The self-proclaimed “Conference of Champions” can take on another moniker, at least for the 2015 football season:
The Biggest Loser.
We don’t know who’s going to win the College Football Playoff, but we already know for sure who won’t.
The Pac-12 is the only Power 5 conference left out of the four-team playoff, with its champion Stanford consigned to the Rose Bowl. It’s also the only Power 5 conference with just one team in the New Year’s Six bowl games, while the Big Ten (3) and SEC, Big 12 and ACC (2 each) landed multiple teams.
Selection committee chairman Jeff Long said that Stanford, ranked No. 6, really “wasn’t close” to making it into the top four. What sunk the Cardinal was their two losses as all four playoff participants have no more than one loss each.
And just think, had Stanford scheduled, say, FCS team Sac State or even San Jose State, for its opener instead of a road game at Northwestern, it easily could’ve made the playoff, or at least made the committee’s job very difficult in terms of which conference champion to leave out of the playoff.
Stanford faced 12 Power 5 opponents in its 13 games (counting Notre Dame), more than any team in the country. Even with that loss to the Wildcats, who went on to finish 10-2, the Cardinal still managed to beat 10 Power 5 teams, more than three of the playoff participants (Alabama, Oklahoma and Michigan State), which only defeated nine each.
While the committee claims to take strength of schedule into strong consideration, there’s no evidence that it’s penalized teams for their scheduling practices in its two years of existence. The SEC, ACC and Big Ten all made the playoff both years while playing only eight conference games, with every SEC team and most ACC teams playing at least one FCS opponent each.
The Pac-12, meanwhile, is the only Power 5 conference that plays nine conference games and stages a title game. Most Pac-12 teams also schedule at least one Power 5 opponent in its three non-conference games. Two teams (USC and UCLA) have never played an FCS team in their history.
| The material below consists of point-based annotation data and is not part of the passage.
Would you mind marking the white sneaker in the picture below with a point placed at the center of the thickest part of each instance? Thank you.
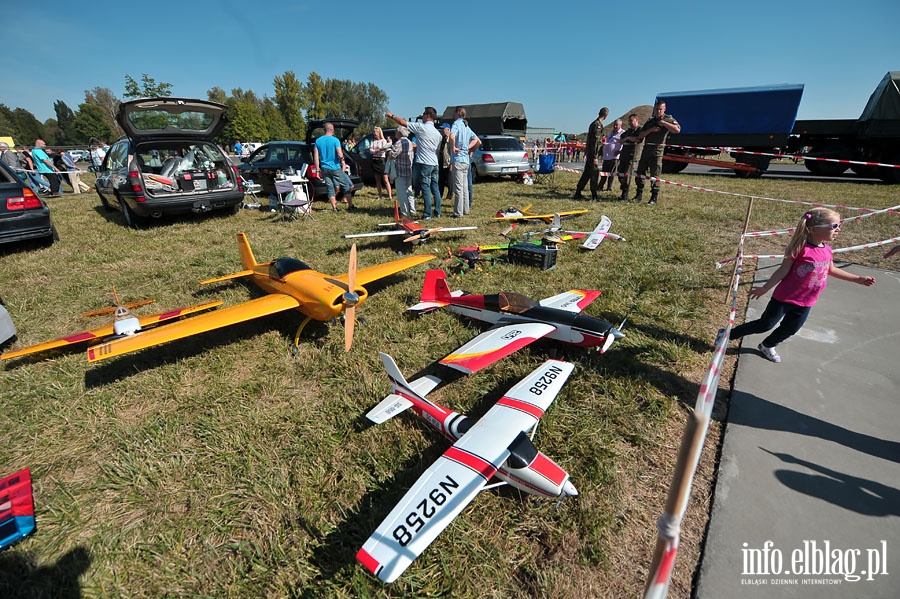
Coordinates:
(769, 353)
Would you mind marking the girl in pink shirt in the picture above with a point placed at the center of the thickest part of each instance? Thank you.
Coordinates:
(798, 281)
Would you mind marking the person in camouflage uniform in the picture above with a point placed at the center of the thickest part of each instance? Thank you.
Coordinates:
(592, 153)
(654, 134)
(631, 149)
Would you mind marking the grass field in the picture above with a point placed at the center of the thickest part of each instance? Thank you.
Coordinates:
(226, 466)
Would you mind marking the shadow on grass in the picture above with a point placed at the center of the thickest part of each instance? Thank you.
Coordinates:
(22, 578)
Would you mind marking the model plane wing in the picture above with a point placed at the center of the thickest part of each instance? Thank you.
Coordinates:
(376, 234)
(380, 271)
(106, 330)
(453, 481)
(574, 300)
(495, 344)
(256, 308)
(596, 235)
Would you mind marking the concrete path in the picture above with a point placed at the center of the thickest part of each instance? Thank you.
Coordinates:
(809, 479)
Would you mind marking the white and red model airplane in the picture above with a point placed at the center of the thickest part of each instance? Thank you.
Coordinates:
(517, 321)
(497, 445)
(412, 230)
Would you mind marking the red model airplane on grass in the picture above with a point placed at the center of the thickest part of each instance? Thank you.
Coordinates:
(516, 320)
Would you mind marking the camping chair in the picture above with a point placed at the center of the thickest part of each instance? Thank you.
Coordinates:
(545, 170)
(293, 198)
(251, 188)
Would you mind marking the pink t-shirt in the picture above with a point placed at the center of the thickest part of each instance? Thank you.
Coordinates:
(807, 278)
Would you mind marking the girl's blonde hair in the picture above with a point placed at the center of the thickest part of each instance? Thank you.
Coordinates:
(813, 217)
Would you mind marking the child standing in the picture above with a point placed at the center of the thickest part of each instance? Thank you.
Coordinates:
(798, 281)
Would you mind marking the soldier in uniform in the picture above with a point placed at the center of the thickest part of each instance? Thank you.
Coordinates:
(592, 152)
(654, 133)
(631, 148)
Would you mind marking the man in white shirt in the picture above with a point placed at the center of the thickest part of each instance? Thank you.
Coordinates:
(428, 138)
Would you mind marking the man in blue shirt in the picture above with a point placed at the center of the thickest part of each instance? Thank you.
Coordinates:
(45, 166)
(462, 141)
(329, 157)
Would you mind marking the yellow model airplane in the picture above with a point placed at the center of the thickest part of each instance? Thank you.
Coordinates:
(290, 284)
(525, 214)
(124, 324)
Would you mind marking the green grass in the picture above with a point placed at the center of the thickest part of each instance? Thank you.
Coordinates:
(224, 465)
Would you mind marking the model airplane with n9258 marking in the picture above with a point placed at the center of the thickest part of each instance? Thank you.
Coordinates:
(516, 320)
(497, 444)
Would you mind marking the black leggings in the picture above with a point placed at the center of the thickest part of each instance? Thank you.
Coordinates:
(791, 316)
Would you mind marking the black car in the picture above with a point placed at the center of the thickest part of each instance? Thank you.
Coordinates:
(167, 163)
(23, 215)
(262, 165)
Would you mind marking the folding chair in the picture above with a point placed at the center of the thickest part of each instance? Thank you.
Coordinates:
(545, 170)
(293, 199)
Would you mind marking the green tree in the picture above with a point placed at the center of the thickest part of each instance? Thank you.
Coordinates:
(29, 127)
(275, 124)
(90, 121)
(109, 104)
(314, 96)
(64, 119)
(289, 100)
(148, 88)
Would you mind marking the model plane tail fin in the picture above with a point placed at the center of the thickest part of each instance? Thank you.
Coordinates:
(247, 259)
(435, 292)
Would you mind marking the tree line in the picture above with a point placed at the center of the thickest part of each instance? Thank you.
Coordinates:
(250, 117)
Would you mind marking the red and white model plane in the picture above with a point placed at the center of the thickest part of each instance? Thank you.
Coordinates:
(517, 321)
(497, 445)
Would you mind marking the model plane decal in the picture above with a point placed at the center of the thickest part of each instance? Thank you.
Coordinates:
(495, 445)
(290, 284)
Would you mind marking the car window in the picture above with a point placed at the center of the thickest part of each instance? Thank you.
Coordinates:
(259, 156)
(294, 153)
(277, 154)
(117, 155)
(502, 144)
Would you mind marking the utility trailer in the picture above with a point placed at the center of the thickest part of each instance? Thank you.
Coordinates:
(763, 119)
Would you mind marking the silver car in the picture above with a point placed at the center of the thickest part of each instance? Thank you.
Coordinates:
(499, 156)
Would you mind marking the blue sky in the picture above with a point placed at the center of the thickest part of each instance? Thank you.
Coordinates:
(561, 60)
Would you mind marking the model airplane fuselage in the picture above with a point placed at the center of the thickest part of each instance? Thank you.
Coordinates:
(496, 445)
(525, 214)
(516, 321)
(289, 284)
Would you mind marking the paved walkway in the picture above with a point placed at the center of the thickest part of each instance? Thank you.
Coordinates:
(811, 455)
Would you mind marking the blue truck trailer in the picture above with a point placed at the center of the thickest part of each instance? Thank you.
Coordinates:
(763, 119)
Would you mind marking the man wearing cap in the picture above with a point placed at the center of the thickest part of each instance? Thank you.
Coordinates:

Over the last two seasons (2014 and 2015), the Pac-12 has the best winning percentage against Power 5 non-conference opponents by a wide margin (19-11, .633). The SEC is second (18-17, .514) while the other three conferences have losing records.
But none of that seems to impress the committee. While Long claims that his fellow members consider analytics and watch game film, invariably they fall for the same “eye test” metric just like your average voters in the AP and coaches polls.
Since that’s the case, the SEC and ACC have shown no inclination of altering their scheduling practices, which means eight conference games and a lot of cupcakes for the rest. So for the Pac-12, it’s not a level playing field. Not just for this year, but for years to come.
5-7 Good Enough for This Trio
Since the 40 bowls are three eligible teams short of their 80 slots, three teams with losing records ended up getting invitations. The NCAA made the decision last week that 5-7 teams should be selected according to the Academic Progress Rate (APR) in 2013-14.
San Jose State literally became the last team taken, joining Nebraska (Foster Farms) and Minnesota (Quick Lane) as 5-7 teams getting bowl bids. The Spartans got a last-minute reprieve Saturday night after Appalachian State scored a late touchdown in a 34-27 win over South Alabama, denying the Jaguars bowl eligibility. They’ll head to Orlando for the Cure Bowl against Georgia State.
Georgia State was the last team to gain bowl eligibility, upsetting rival Georgia Southern on Saturday to finish 6-6. The Panthers’ 34-7 victory knocked out Illinois and Rice, the next two 5-7 teams on the APR list.
Game of the Week
Michigan State 16, Iowa 13: In essentially a playoff play-in game, the Spartans embarked on an epic 22-play, 82-yard drive that chewed up 9 minutes and 4 seconds before scoring the winning touchdown on L.J. Scott’s 1-yard run with 27 seconds left. Michigan State won its second Big Ten title in three years and will face Alabama in the Cotton Bowl.
Player of the Week
Christian McCaffrey, Stanford. The sophomore do-it-all back broke Barry Sanders’ single-season all-purpose yardage record by gaining 461 yards in an electrifying performance in the Pac-12 championship game. McCaffrey also threw an 11-yard TD pass to QB Kevin Hogan as the Cardinal pulled away for a 41-22 victory over USC and a Rose Bowl berth.
Committee’s Final Top 25
1. Clemson, 2. Alabama, 3. Michigan State, 4. Oklahoma, 5. Iowa, 6. Stanford, 7. Ohio State, 8. Notre Dame, 9. Florida State, 10. North Carolina, 11. TCU, 12. Ole Miss, 13. Northwestern, 14. Michigan, 15. Oregon, 16. Oklahoma State, 17. Baylor, 18. Houston, 19. Florida, 20. LSU, 21. Navy, 22. Utah, 23. Tennessee, 24. Temple, 25. USC.